Publié par RADIO TAN KONNON sur 24 Septembre 2024, 14:24pm

Catégories : #AGRICULTURE

Le mardi 24 septembre 2024, après huit ans de suspension, une étape cruciale a été franchie dans la filière cotonnière burkinabè. Réunis à Bobo-Dioulasso, les producteurs de coton du pays ont pris part à une formation visant à les préparer à la réintroduction imminente du coton génétiquement modifié (CGM) dans leurs champs.

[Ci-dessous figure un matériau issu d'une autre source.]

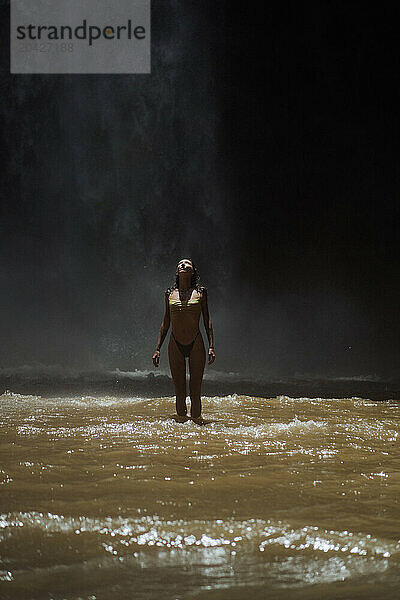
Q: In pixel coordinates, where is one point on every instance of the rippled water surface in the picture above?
(105, 498)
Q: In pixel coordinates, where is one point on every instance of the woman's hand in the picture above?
(156, 358)
(211, 356)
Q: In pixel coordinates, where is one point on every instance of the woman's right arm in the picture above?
(163, 332)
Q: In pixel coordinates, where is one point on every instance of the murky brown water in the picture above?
(105, 498)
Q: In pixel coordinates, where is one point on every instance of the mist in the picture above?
(249, 155)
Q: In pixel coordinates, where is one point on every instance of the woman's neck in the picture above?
(185, 281)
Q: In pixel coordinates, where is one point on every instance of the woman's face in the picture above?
(185, 266)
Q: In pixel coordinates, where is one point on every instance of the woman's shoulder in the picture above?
(202, 290)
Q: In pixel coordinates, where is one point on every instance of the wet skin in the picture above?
(185, 325)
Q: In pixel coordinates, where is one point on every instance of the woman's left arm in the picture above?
(208, 326)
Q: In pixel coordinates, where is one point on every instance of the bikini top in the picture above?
(192, 306)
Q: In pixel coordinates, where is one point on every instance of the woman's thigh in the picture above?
(177, 364)
(197, 361)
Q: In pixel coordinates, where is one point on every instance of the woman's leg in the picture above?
(197, 361)
(178, 372)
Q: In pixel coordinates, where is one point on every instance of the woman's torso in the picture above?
(185, 311)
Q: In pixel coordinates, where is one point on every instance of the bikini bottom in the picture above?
(185, 349)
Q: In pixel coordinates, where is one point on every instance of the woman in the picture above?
(185, 300)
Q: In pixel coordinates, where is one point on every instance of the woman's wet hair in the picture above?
(195, 282)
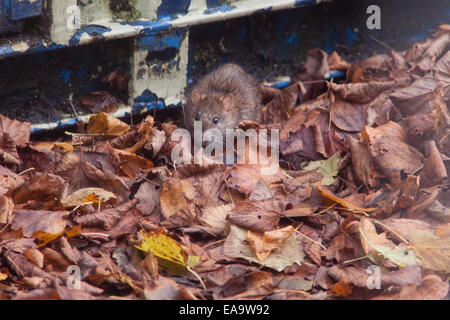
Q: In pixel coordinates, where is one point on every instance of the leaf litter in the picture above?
(363, 183)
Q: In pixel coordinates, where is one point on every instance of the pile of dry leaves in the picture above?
(359, 207)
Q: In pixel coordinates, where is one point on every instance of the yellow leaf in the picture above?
(432, 250)
(342, 201)
(74, 231)
(169, 253)
(87, 195)
(103, 123)
(44, 237)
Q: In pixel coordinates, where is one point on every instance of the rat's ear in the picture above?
(196, 96)
(228, 102)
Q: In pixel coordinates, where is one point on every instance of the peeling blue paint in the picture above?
(147, 100)
(154, 26)
(222, 8)
(262, 10)
(299, 3)
(93, 30)
(169, 8)
(22, 9)
(158, 43)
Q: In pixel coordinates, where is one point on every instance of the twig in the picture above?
(319, 244)
(25, 171)
(380, 42)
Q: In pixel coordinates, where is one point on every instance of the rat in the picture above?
(223, 98)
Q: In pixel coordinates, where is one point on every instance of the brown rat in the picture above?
(223, 98)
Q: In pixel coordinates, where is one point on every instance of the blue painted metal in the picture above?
(173, 7)
(22, 9)
(6, 24)
(12, 12)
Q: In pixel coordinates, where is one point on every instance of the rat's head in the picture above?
(214, 110)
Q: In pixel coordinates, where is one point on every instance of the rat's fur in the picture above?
(229, 93)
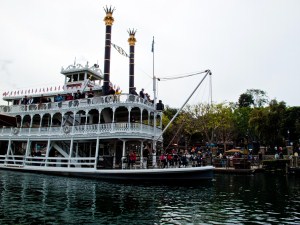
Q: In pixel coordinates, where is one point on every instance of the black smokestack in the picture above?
(109, 20)
(131, 41)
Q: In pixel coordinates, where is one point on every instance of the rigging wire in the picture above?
(180, 76)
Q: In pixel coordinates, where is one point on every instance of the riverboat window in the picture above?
(75, 77)
(69, 78)
(81, 76)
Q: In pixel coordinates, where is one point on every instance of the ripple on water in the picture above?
(38, 199)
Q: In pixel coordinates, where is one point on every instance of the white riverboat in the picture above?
(92, 134)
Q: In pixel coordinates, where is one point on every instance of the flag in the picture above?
(120, 50)
(152, 49)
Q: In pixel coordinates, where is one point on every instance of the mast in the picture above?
(109, 20)
(131, 41)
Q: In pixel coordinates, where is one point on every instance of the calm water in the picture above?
(228, 199)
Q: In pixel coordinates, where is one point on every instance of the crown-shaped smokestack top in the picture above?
(108, 19)
(131, 39)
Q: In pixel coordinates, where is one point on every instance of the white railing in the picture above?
(128, 128)
(21, 160)
(80, 103)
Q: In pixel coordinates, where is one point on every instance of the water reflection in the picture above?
(39, 199)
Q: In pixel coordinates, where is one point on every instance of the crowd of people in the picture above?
(89, 94)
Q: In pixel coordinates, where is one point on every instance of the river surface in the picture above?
(227, 199)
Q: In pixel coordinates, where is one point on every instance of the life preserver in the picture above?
(16, 130)
(67, 129)
(110, 98)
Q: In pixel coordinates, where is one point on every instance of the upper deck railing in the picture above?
(79, 103)
(88, 130)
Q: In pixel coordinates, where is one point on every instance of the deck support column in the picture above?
(124, 154)
(96, 153)
(141, 154)
(47, 152)
(70, 152)
(7, 152)
(26, 151)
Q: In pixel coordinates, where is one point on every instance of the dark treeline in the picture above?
(251, 122)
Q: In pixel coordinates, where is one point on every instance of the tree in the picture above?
(260, 97)
(253, 97)
(245, 100)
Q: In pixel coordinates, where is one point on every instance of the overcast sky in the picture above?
(247, 44)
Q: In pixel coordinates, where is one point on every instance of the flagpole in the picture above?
(154, 78)
(154, 103)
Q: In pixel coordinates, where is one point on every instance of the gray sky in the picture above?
(245, 43)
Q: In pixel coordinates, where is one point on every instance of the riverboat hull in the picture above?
(167, 175)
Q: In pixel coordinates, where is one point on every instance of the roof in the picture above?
(6, 120)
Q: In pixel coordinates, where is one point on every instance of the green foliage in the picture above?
(269, 125)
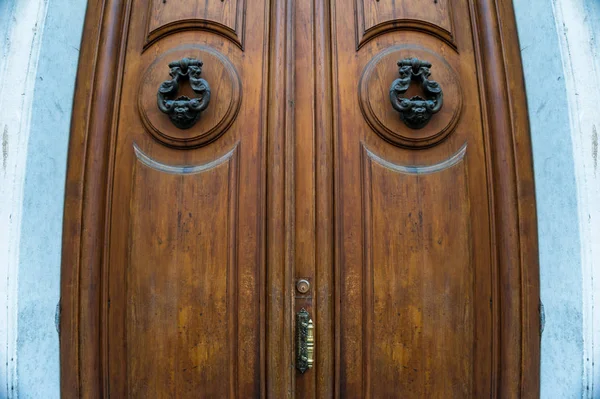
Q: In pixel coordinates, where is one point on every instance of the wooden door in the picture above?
(223, 151)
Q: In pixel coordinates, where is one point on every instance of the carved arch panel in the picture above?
(376, 17)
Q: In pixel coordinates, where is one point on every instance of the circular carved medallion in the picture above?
(374, 98)
(225, 98)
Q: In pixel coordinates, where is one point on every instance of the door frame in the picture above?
(87, 201)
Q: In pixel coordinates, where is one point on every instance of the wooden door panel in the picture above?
(222, 17)
(417, 279)
(182, 246)
(182, 286)
(375, 17)
(418, 315)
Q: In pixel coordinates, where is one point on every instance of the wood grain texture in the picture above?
(179, 265)
(375, 17)
(225, 18)
(417, 279)
(182, 280)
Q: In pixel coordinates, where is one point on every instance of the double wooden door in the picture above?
(233, 162)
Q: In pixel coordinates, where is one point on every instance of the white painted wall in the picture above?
(22, 31)
(577, 31)
(39, 52)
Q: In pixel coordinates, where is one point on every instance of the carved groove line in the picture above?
(236, 34)
(363, 35)
(232, 277)
(180, 170)
(424, 169)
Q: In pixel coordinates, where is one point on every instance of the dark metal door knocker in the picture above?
(183, 111)
(416, 111)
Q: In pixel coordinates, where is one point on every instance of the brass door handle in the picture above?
(305, 341)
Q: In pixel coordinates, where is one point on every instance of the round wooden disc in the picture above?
(377, 109)
(224, 103)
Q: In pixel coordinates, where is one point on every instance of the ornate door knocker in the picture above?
(416, 111)
(183, 111)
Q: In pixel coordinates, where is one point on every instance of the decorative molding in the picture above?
(420, 169)
(183, 111)
(508, 152)
(180, 170)
(383, 118)
(216, 119)
(234, 33)
(416, 111)
(97, 94)
(365, 33)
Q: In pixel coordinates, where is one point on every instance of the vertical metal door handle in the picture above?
(305, 341)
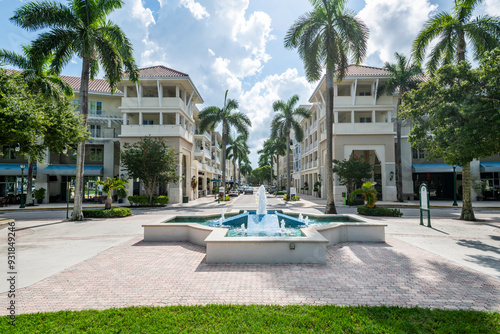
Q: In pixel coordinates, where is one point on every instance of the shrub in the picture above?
(111, 213)
(378, 211)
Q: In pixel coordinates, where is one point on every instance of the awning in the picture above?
(14, 169)
(434, 168)
(493, 166)
(88, 170)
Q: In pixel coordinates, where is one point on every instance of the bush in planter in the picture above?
(103, 213)
(378, 211)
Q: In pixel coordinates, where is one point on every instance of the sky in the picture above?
(237, 45)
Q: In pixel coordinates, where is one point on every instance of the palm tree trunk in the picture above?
(80, 157)
(330, 200)
(467, 210)
(399, 170)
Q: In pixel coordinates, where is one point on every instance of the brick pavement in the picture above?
(137, 273)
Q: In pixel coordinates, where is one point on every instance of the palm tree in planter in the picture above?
(81, 28)
(454, 30)
(108, 185)
(212, 116)
(286, 121)
(404, 76)
(326, 38)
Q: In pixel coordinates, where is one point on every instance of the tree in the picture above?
(151, 161)
(39, 80)
(404, 76)
(110, 184)
(456, 117)
(212, 116)
(283, 123)
(80, 29)
(325, 38)
(352, 172)
(453, 31)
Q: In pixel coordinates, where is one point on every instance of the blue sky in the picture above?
(238, 44)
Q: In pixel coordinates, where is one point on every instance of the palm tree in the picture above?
(80, 29)
(325, 38)
(404, 75)
(454, 31)
(40, 80)
(212, 116)
(286, 121)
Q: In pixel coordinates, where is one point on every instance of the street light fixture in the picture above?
(454, 186)
(22, 186)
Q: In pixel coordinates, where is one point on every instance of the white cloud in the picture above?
(198, 11)
(393, 25)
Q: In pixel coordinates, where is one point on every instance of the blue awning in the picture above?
(434, 168)
(88, 170)
(14, 169)
(493, 166)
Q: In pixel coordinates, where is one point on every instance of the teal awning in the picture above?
(88, 170)
(434, 168)
(14, 169)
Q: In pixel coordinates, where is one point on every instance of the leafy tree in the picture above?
(367, 191)
(456, 117)
(286, 121)
(404, 76)
(80, 29)
(151, 161)
(453, 31)
(212, 116)
(108, 185)
(351, 172)
(326, 38)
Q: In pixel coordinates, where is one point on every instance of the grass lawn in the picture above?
(256, 319)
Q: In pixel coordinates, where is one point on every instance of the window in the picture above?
(95, 131)
(95, 107)
(96, 154)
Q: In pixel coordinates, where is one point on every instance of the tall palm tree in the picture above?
(404, 75)
(286, 121)
(81, 28)
(325, 38)
(454, 30)
(40, 80)
(211, 117)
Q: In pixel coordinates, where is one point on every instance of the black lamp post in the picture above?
(454, 186)
(22, 186)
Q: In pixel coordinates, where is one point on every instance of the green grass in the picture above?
(257, 319)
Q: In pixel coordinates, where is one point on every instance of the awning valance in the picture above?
(434, 168)
(88, 170)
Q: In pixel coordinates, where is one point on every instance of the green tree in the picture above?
(212, 116)
(151, 161)
(453, 31)
(81, 28)
(456, 118)
(326, 38)
(283, 123)
(404, 76)
(352, 172)
(109, 185)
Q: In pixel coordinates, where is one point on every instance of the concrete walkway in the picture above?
(101, 264)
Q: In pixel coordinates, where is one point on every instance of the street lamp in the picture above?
(22, 186)
(454, 186)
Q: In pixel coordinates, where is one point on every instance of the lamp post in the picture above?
(22, 186)
(454, 186)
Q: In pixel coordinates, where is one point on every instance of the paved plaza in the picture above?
(100, 264)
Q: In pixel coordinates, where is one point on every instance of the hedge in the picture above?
(143, 200)
(111, 213)
(378, 211)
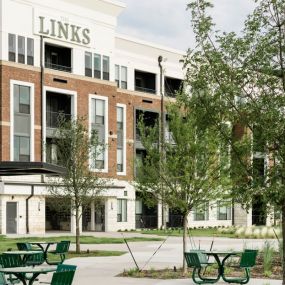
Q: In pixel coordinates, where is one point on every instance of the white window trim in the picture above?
(32, 134)
(73, 108)
(124, 139)
(91, 96)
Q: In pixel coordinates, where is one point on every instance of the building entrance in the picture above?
(11, 217)
(58, 216)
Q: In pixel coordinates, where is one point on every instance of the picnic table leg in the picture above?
(35, 275)
(21, 277)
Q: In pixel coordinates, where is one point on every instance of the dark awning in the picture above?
(14, 168)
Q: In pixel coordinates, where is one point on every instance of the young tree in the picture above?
(192, 167)
(244, 76)
(79, 187)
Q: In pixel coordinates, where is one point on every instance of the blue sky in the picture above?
(167, 22)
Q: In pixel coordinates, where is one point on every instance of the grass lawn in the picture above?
(6, 243)
(193, 232)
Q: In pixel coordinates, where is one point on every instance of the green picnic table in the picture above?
(23, 254)
(21, 272)
(197, 259)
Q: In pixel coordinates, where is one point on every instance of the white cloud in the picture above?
(167, 22)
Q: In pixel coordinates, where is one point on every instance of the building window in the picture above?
(97, 66)
(121, 148)
(98, 125)
(21, 49)
(106, 67)
(12, 47)
(30, 51)
(122, 210)
(124, 77)
(224, 210)
(201, 213)
(117, 75)
(21, 148)
(22, 123)
(121, 75)
(88, 64)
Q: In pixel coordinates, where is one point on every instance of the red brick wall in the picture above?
(83, 88)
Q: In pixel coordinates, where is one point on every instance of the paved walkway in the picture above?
(103, 270)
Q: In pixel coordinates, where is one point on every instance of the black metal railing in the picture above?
(146, 221)
(53, 118)
(144, 89)
(58, 67)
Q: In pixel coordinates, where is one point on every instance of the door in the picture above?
(11, 217)
(100, 218)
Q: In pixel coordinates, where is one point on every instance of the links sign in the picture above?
(61, 30)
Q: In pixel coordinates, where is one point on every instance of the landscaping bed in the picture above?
(270, 269)
(253, 232)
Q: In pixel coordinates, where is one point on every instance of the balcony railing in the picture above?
(144, 89)
(53, 118)
(58, 67)
(146, 221)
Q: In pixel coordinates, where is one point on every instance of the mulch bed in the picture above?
(173, 273)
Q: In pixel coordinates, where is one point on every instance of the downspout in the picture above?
(160, 58)
(42, 97)
(27, 208)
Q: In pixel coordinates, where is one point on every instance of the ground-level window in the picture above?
(224, 210)
(122, 210)
(201, 213)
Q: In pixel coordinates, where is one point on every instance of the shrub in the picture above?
(268, 251)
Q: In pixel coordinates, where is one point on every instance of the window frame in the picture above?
(124, 147)
(228, 206)
(205, 212)
(12, 126)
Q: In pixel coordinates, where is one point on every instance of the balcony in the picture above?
(172, 86)
(145, 82)
(53, 118)
(58, 58)
(58, 67)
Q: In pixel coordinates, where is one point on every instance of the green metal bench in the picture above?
(62, 278)
(247, 261)
(198, 260)
(61, 250)
(63, 268)
(9, 261)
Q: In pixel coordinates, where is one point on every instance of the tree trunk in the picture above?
(283, 239)
(185, 226)
(163, 216)
(77, 238)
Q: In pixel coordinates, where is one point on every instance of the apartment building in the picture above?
(65, 57)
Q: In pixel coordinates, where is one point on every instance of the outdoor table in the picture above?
(221, 263)
(20, 272)
(24, 254)
(44, 246)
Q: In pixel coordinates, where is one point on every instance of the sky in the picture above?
(167, 22)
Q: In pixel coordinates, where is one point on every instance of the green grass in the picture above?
(93, 253)
(6, 243)
(208, 232)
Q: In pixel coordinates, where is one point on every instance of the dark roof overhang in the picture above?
(14, 168)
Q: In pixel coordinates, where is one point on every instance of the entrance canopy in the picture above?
(14, 168)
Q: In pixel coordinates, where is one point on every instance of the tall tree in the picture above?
(193, 166)
(79, 187)
(244, 76)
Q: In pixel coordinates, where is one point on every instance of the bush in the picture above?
(268, 251)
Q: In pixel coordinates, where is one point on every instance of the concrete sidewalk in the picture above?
(103, 270)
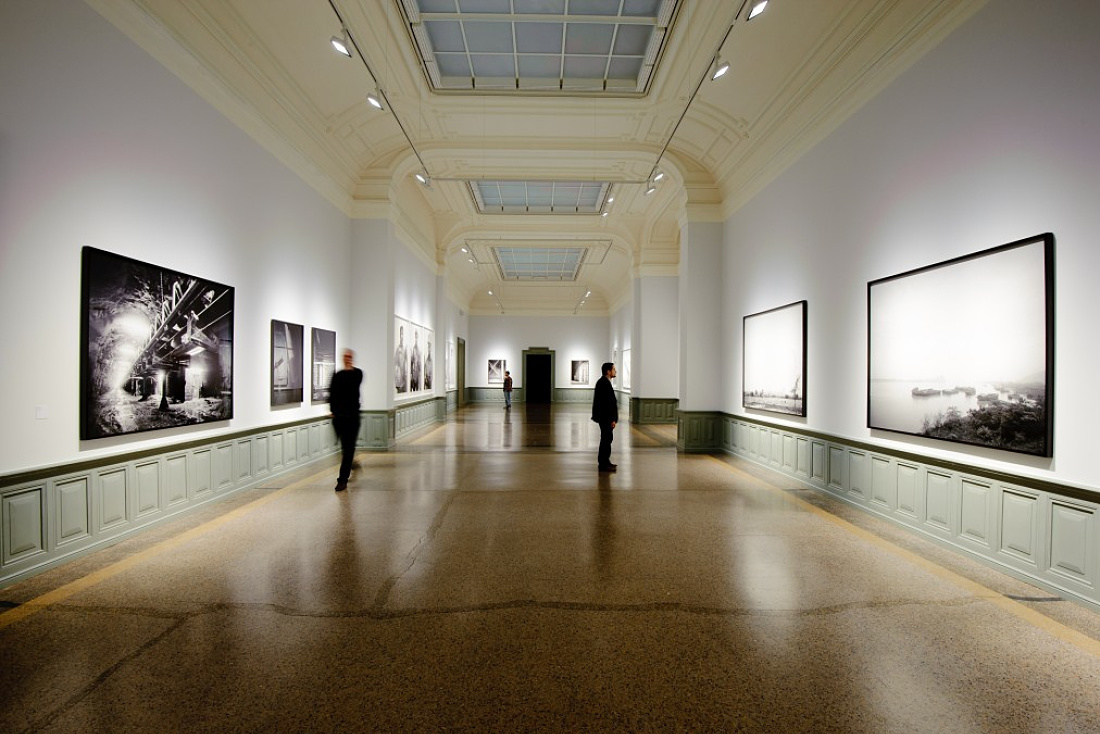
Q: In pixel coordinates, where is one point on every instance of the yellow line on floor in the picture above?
(59, 594)
(1012, 606)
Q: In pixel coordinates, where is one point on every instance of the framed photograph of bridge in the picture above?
(323, 363)
(156, 347)
(964, 350)
(773, 359)
(288, 354)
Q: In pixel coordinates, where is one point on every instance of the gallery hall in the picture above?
(549, 365)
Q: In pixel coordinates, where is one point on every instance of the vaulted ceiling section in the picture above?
(538, 124)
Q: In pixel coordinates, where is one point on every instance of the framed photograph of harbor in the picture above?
(773, 355)
(964, 350)
(156, 347)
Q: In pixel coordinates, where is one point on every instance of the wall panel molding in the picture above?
(1034, 529)
(50, 515)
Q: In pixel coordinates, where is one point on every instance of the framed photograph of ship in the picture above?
(773, 360)
(156, 347)
(964, 350)
(325, 363)
(288, 351)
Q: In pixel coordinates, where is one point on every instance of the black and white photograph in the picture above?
(452, 379)
(414, 370)
(773, 355)
(156, 347)
(287, 361)
(580, 372)
(325, 363)
(402, 355)
(964, 350)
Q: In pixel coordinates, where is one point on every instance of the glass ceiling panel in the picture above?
(539, 197)
(520, 46)
(539, 263)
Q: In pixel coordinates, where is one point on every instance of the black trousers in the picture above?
(606, 436)
(347, 428)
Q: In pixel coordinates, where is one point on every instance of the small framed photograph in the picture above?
(773, 355)
(580, 372)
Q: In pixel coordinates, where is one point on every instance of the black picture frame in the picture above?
(288, 351)
(773, 360)
(156, 347)
(963, 350)
(323, 360)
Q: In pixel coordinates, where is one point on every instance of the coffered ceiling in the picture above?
(540, 107)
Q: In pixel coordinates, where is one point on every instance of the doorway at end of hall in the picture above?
(538, 376)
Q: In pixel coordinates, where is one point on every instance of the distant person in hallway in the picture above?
(343, 403)
(605, 412)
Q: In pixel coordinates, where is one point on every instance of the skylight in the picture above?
(548, 197)
(539, 263)
(539, 45)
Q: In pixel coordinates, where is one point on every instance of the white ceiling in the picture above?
(798, 70)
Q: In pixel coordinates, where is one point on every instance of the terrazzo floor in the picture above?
(483, 577)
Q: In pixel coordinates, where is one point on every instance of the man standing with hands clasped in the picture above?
(605, 412)
(343, 403)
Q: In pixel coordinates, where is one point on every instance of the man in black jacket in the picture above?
(343, 403)
(605, 412)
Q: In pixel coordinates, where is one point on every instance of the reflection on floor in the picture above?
(484, 577)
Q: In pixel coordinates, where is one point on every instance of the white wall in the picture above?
(701, 329)
(990, 139)
(622, 339)
(656, 353)
(100, 145)
(506, 337)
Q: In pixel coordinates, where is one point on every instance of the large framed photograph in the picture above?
(414, 368)
(773, 357)
(325, 363)
(964, 350)
(287, 361)
(580, 372)
(156, 347)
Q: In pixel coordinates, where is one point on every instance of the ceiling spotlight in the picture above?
(756, 7)
(340, 43)
(719, 68)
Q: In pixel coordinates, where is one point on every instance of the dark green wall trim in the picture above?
(653, 409)
(699, 431)
(959, 467)
(81, 466)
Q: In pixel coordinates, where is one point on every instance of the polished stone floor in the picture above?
(484, 577)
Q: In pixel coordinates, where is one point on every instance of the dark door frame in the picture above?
(541, 351)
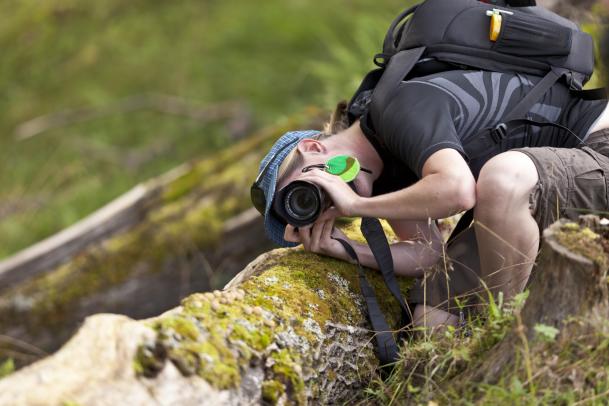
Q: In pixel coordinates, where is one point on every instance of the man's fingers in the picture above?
(327, 231)
(305, 237)
(290, 234)
(316, 235)
(330, 214)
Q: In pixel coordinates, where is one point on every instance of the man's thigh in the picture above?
(571, 182)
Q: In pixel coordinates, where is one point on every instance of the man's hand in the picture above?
(343, 197)
(317, 237)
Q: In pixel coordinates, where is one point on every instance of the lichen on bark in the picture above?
(285, 321)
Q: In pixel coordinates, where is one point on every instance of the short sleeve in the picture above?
(419, 121)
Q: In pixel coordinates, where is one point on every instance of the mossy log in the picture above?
(192, 231)
(568, 289)
(289, 329)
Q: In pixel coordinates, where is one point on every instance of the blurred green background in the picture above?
(120, 91)
(97, 96)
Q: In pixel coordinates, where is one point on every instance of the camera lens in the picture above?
(302, 202)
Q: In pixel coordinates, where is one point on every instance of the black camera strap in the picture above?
(385, 343)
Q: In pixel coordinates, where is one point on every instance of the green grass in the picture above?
(275, 56)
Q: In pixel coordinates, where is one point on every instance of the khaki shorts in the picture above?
(572, 182)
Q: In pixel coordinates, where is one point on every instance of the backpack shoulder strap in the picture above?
(533, 96)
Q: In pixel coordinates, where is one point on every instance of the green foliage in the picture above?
(546, 333)
(63, 55)
(429, 363)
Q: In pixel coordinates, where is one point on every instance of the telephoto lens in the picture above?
(300, 203)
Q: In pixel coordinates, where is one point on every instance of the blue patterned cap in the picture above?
(274, 227)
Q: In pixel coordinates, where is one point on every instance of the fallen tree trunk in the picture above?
(290, 329)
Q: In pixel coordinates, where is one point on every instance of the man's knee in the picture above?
(505, 181)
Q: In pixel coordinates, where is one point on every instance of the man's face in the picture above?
(311, 152)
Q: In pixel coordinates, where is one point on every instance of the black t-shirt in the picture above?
(448, 109)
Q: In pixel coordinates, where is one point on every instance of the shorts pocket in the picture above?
(589, 187)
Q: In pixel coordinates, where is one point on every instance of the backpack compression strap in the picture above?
(398, 67)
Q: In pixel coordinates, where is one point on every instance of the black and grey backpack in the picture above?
(437, 35)
(517, 37)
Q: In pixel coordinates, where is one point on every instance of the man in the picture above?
(420, 171)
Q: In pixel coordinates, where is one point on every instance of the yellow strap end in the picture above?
(495, 26)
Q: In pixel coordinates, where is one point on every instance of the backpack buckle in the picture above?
(499, 133)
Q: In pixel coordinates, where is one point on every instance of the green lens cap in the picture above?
(345, 166)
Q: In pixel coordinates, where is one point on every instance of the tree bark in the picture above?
(289, 329)
(188, 231)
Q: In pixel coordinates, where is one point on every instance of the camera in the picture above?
(301, 203)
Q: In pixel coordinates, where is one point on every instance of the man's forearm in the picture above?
(435, 196)
(409, 258)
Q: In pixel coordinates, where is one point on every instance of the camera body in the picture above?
(300, 203)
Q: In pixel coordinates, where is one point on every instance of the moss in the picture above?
(582, 241)
(217, 334)
(188, 216)
(287, 368)
(272, 391)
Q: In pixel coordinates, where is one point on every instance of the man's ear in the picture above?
(311, 145)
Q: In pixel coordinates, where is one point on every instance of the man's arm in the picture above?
(447, 188)
(422, 249)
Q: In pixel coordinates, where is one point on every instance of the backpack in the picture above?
(440, 35)
(509, 36)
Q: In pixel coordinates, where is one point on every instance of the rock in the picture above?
(243, 351)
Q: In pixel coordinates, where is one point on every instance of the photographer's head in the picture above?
(279, 192)
(274, 166)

Cet événement, orchestré par l’Association Interprofessionnelle du Coton du Burkina Faso (AICB) et soutenu par des partenaires scientifiques tels que l’Institut de l’Environnement et de Recherches Agricoles (INERA), a permis de jeter les bases d’un nouveau chapitre pour l’une des cultures les plus emblématiques du Burkina Faso.

Un retour attendu, mais prudent

Le retour du CGM dans la production agricole burkinabè ne s’est pas fait sans de profondes réflexions et d’intenses concertations. En 2016, après avoir été le premier pays africain à adopter le coton transgénique en 2008, le Burkina Faso avait brutalement suspendu la culture de cette variété de coton en raison d’une baisse préoccupante de la qualité de la fibre, essentielle à la compétitivité de son coton sur les marchés internationaux. La variété de coton Bt alors utilisée, développée en partenariat avec la multinationale Monsanto, n’avait pas tenu ses promesses en termes de rendement qualitatif, malgré une meilleure résistance aux parasites comme Helicoverpa armigera, principale menace pour les champs de coton.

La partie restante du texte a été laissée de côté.